Dzień dobry! Biorę na warsztat druga rundę play-offów. Dziś Konferencja Zachodnia. Zapraszam!
Phoenix Suns – Dallas Mavericks (3:4).
Śliwki:
– Luka Doncic. Za serię z Suns 32.6 punktu, 9.9 zbiórki, 7 asyst, 2.1 przechwytu. To są imponujące liczby, ale bardziej imponujący był dla mnie jego występ w meczu zamykającym serię. A w dalszej perspektywie, kto wie, może był to też początek końca Suns w tym składzie. Ale to osobny temat. W dzisiejszych czasach jest wiele medialnego szumu, hałasu, szukania atencji, kreowania narracji, wokół zawodowego sportu i sportowców. Po pierwsze sami zawodnicy mają narzędzia w postaci mediów społecznościowych, z których chętnie korzystają. Po drugie media zorientowały się, że polaryzowanie fanów dobrze się sprzedaje, a jest to zabieg tak prosty, że aż śmieszny, patrząc na jego skuteczność. Zawodnicy i dziennikarze formułują buńczuczne, lotne, odważne, kontrowersyjne tezy, o których w większości dość szybko zapominamy. Czemu? Bo jest ich o wiele za dużo. Jesteśmy już do nich przyzwyczajeni, przesyceni, znużeni. Pamiętam, jak Rasheed Wallace, w play-offach 2004 roku, w Finałach Konferencji, po porażce w pierwszym meczu z Pacers, „zagwarantował”, że jego Pistons wygrają drugie starcie. I wygrali. To był coś, bo wtedy, 18 lat temu, tak odważne opinie nie były normą, nie były czymś codziennym. Dziś latają nam wokół głów i uszu, jak kule z karabinów już nie będę mówił gdzie i komu. A jest ich taż dużo, że wreszcie zaczynają nam latać koło…dobrze wiesz czego. Pragnę w tym momencie przypomnieć, że jesteśmy w trzecim z pięciu lat dominacji w NBA Patricka Beverleya. Ktoś jeszcze pamięta tamten „statement” z jego ust? No właśnie. No i w tym wszystkim pojawia się z powrotem ten pucułowaty zadzior ze Słowenii. Chciałem napisać, że z Bałkanów, ale potem fani tego regionu będą mi pisać, że Słowenia nie jest częścią Bałkanów. Więc uniknijmy tego. Może i nie jest (a może jest?), tak jak Finlandia nie jest Skandynawią, ale chyba wielkiego błędu nie popełnisz, jak zdarzy ci się w gronie znajomych, przy piwie, tam ją umieścić, Tym bardziej, że przez ponad 600 lat była pod szwedzkim panowaniem, więc trochę tej skandynowatości nabyła. Tak myślę. Nieważne. Bo zaczynamy za daleko odjeżdżać od Doncica. Suns wygrali u siebie game 5 i z prowadzeniem 3:2 jechali do Dallas zamknąć serię. Wchodzący do hali przed szóstym meczem Luka powiedział „Everybody acting tough when they up.” Potem zaaplikował Suns kurację złożoną z 33 punktów, 11 zbiórek, 8 asyst, 4 przechwytów. Mavs wygrali game 6 113:86.

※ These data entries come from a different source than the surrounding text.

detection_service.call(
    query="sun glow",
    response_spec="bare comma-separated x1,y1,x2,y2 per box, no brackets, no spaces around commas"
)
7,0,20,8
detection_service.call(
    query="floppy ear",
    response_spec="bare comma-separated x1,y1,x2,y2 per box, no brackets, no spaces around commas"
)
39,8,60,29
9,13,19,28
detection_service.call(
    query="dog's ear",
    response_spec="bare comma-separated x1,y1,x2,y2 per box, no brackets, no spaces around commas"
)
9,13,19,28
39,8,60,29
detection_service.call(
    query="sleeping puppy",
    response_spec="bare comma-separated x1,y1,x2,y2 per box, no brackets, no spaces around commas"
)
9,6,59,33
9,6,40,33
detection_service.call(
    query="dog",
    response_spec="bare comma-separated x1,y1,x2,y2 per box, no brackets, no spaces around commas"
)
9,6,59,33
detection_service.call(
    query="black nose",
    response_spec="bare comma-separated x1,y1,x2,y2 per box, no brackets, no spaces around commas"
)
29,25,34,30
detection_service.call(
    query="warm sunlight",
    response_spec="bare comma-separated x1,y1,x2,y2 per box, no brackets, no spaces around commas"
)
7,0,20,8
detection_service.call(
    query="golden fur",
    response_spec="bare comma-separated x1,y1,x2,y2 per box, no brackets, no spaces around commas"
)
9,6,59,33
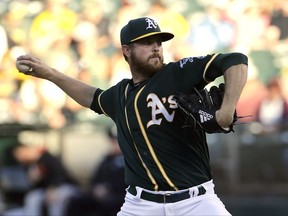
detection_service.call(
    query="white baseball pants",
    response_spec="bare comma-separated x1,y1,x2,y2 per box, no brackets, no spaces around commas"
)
117,180,231,216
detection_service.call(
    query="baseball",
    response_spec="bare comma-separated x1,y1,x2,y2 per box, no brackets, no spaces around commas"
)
16,61,30,73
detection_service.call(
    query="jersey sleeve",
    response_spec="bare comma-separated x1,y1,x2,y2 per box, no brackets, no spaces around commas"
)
175,53,248,88
90,80,128,119
174,54,216,92
203,52,248,82
90,88,108,116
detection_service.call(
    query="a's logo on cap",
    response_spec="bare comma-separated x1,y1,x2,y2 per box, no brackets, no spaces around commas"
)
145,18,158,29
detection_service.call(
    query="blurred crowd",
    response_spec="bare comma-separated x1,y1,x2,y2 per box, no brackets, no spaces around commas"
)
0,0,288,132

A potem był mecz zamykający serię. Poniżej piszę o nim z perspektywy Phoenix. Jeśli chodzi o Doncica, to był to błysk koszykarskiego geniuszu. 35 punktów (do przerwy 27:27 z całą drużyną Suns!), 10 zbiórek, 4 asysty, 2 przechwyty. Wszystko to w pół godziny na parkiecie, z 19 rzutów z gry. Imponujące, ale jeszcze bardzie imponujące było dla mnie to, jak Luka wyssał atmosferę z hali w Phoenix. Śmiał się po swoich udanych zagraniach, bezczelnie spoglądał w stronę dogadujących (tylko do pewnego momentu) fanów. Mimo wszystko, takie obrazki nie zdarzają się za często. Luka przyjechał do Arizony po prostu wygrać, a nie tylko powalczyć. Brakowało już tylko, żeby w którymś momencie, gdy przewaga Mavs była absurdalnie wysoka, wykrzyknął do niemego już tłumu „Are you not entertained? Are you not entertained?” Jeśli czytasz moje teksty od przynajmniej 2015 roku, to wiesz o co chodzi. Jeśli krócej, to przypominałem ten motyw w ubiegłym roku, w lipcu, gdy z bliska miałem okazję patrzeć na „Luka Magic”, który wtedy wysysał atmosferę i wiarę kibiców w wygraną Litwy, w hali w Kownie (link TUTAJ)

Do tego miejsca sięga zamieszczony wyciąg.